崩れ砂は単に川岸に砂が堆積しているというのではなく、崩れるぎりぎりの限界にある砂のことを指します。ここで崩れ砂を大きく2つに分けて図1に従いタイプごとに説明します。
タイプA:どちらかというと少し粒が大きな砂の堆積物からなる川岸です。川の流れによって堆積物が削られるため、川の中央部に行くほど水深が深くなります。雨などによる川の水位変動があり川岸の水際では勾配がきつくなっています。水中ではある一定の角度で傾斜します。分度器の角度でおよそ30度ほどです。これ以上傾斜すると砂が崩れ落ちるぎりぎりの角度、つまり安息角でなんとか安定しています。そのため、その斜面に人が乗れば、安定が崩れて人とともにいっきに砂が深い方に崩れ落ちていきます。
タイプB:比較的粒が細かな砂の堆積物からなる川岸です。泥にも似たような性質を示すので、草が生えます。草は群生したりします。この群生の下の砂には草の根が細かく張っています。根が張ることによって砂が崩れにくくなります。川の水位変動が大きいとその分だけ砂の堆積物が削られ、ほぼ垂直の崖ができます。砂は崩れにくいとはいっても川岸の水際に人が立てば、その体重に耐えられなくなり、砂は塊となって川に崩れ落ちていきます。
何が水難事故を誘発するのか
タイプAもタイプBもこれまで調査してきた幼い子供などの落水現場に見られた崩れ砂です。いずれも水に入る気はなくても、水際に近づくだけで落水する恐れがあります。
タイプAの崩れ砂に足を踏み入れると、小学校低学年の子供なら砂の崩れとともに瞬く間に沈水します。何とか川岸の方に身体の向きを変えることができたとしても、足元の砂がアリジゴクのように崩れるため、自力で岸に這い上がることがとても難しくなります。もがくほどかなりの砂が水中で舞い上がるので、服や体中の穴という穴に砂が入り込みます。過去の事故現場の具体例を図2に示します。
タイプBの崩れ砂では、一見するとしっかりした足元があるように見えるのですが、水際に寄り過ぎると足元の砂が塊となって崩落します。そしてそのまま身体が落水します。崩落しても川底から川岸までの高さがなければ、すぐに岸に上がることができます。ところが高さに差があると自力で上がることが難しくなります。ほぼ垂直の砂の壁ですから足をかける場所がないこと、手を川岸に乗せて腕の力で這い上がろうとすると、新たに砂が崩れてしまうことが理由です。手足の指先に這い上がろうとした時の傷ができるし、爪の間に現場の砂が深く入り込みます。タイプBの具体例を図3に示します。
江戸川の現場はどうなっているのか
川岸のタイプ
江戸川の現場では、女児の靴や靴下が置き去りになっていた場所のすぐ近くに川に降りることができる場所がありました。
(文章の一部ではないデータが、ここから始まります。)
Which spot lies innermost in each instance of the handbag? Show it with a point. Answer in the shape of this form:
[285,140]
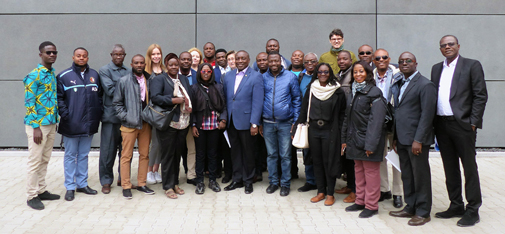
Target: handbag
[301,137]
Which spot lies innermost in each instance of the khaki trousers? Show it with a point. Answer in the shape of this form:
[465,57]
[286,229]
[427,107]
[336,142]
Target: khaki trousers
[38,159]
[130,135]
[190,142]
[397,176]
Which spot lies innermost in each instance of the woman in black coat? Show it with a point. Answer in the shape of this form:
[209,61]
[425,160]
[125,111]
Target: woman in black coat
[327,110]
[209,115]
[363,137]
[168,90]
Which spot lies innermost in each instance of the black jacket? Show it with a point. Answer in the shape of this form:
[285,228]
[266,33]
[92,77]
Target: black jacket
[79,102]
[363,127]
[127,100]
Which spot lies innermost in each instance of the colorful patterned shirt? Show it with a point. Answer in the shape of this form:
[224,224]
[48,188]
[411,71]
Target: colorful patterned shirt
[40,97]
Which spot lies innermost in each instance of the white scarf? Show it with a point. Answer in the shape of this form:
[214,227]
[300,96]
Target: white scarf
[323,92]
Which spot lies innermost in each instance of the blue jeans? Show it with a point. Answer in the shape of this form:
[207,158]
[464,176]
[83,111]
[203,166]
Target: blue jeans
[75,162]
[278,141]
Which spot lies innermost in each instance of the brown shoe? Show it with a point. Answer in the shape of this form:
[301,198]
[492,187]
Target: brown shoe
[318,198]
[106,189]
[418,220]
[330,200]
[350,198]
[401,214]
[344,190]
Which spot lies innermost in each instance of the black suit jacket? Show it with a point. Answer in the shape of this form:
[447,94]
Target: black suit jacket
[414,114]
[468,91]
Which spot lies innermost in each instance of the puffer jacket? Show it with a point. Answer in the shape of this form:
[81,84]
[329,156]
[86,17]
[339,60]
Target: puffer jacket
[363,127]
[282,96]
[127,100]
[79,102]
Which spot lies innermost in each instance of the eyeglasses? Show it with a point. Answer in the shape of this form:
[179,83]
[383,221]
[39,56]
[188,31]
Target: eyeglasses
[378,58]
[365,52]
[402,61]
[310,62]
[450,44]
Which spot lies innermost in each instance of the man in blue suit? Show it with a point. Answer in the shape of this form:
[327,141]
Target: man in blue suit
[243,88]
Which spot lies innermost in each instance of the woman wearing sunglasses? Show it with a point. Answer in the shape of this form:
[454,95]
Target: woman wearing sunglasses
[209,115]
[326,114]
[363,138]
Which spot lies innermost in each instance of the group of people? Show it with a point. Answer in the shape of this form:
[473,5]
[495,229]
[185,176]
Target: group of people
[225,110]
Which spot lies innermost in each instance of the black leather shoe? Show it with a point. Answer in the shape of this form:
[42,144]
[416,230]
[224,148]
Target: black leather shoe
[307,187]
[226,180]
[248,189]
[35,203]
[214,186]
[145,190]
[87,190]
[469,219]
[397,201]
[70,195]
[47,196]
[366,213]
[385,196]
[272,188]
[200,188]
[284,191]
[234,185]
[354,207]
[450,213]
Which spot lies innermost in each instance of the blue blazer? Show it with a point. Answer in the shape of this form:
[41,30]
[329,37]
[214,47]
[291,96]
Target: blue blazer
[246,105]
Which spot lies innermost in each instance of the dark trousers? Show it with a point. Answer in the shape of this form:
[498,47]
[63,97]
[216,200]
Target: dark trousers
[348,166]
[206,150]
[458,144]
[242,154]
[171,146]
[319,141]
[416,177]
[110,144]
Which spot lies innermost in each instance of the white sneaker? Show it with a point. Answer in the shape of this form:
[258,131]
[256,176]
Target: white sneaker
[157,177]
[150,178]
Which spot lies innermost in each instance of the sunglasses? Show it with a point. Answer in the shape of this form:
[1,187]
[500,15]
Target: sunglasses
[378,58]
[450,44]
[51,52]
[365,52]
[402,61]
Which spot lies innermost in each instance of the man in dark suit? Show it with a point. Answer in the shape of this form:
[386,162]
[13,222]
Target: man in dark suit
[243,88]
[462,97]
[415,101]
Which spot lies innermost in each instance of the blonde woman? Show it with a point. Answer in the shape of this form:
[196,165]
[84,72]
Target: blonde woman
[154,67]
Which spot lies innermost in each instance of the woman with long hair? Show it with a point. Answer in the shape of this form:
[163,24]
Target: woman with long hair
[363,138]
[326,114]
[154,67]
[172,91]
[209,115]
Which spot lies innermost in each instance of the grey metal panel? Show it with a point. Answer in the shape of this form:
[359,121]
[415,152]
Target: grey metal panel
[441,7]
[97,6]
[420,34]
[250,32]
[292,6]
[97,33]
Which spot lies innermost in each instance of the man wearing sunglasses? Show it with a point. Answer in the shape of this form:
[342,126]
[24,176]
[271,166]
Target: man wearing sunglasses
[385,74]
[40,124]
[462,97]
[337,45]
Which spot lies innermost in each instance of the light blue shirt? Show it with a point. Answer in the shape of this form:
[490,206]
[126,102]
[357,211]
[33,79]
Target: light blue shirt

動画1をご覧ください。ここには典型的なタイプBの崩れ砂がありました。
動画1 女児の靴や靴下が置き去りになっていた場所のすぐ近くの水際の様子(筆者撮影 0分35秒)
動画では水面と川岸の高低差がよくイメージできないかと思います。イメージとしては図1の下の図が当てはまります。水面から川岸の水際の高さまでおよそ80 cm、壁はほぼ垂直に切り立っていました。かなり目の細かな砂からなり白く乾いている面では砂粒がよくわかりました。湿っている面では砂が泥のようにも見えました。
水際まで女児の捜索のために人が立ち入ったのでしょうか。所々砂の崩落の跡も見て取れました。筆者もぎりぎりまで川に近づきましたが、足元では砂が塊となって崩れそうでした。
動画の前半、川に降りていく時の様子を見ての通り、特に背の低い子供の目線では岸の先が急に落ち込んでいることはわかりにくいかもしれません。大人の目線では比較的容易に落ち込んでいることがわかります。
江戸川の水位
女児が行方不明になった日の川の景色はどうだったのでしょうか。国土交通省水文水質観測所情報(流山観測所)からデータを得て、女児の行方不明になった9月23日と24日の江戸川の水位と動画1を撮影した9月30日15時の水位を図4のように比較してみました。
その結果、動画1の川の水位は女児が行方不明となった23日の、15時頃の水位とほぼ同じだったことがわかります。そうすると当日の水面と川岸の高低差は80 cmほどだったと推測できます。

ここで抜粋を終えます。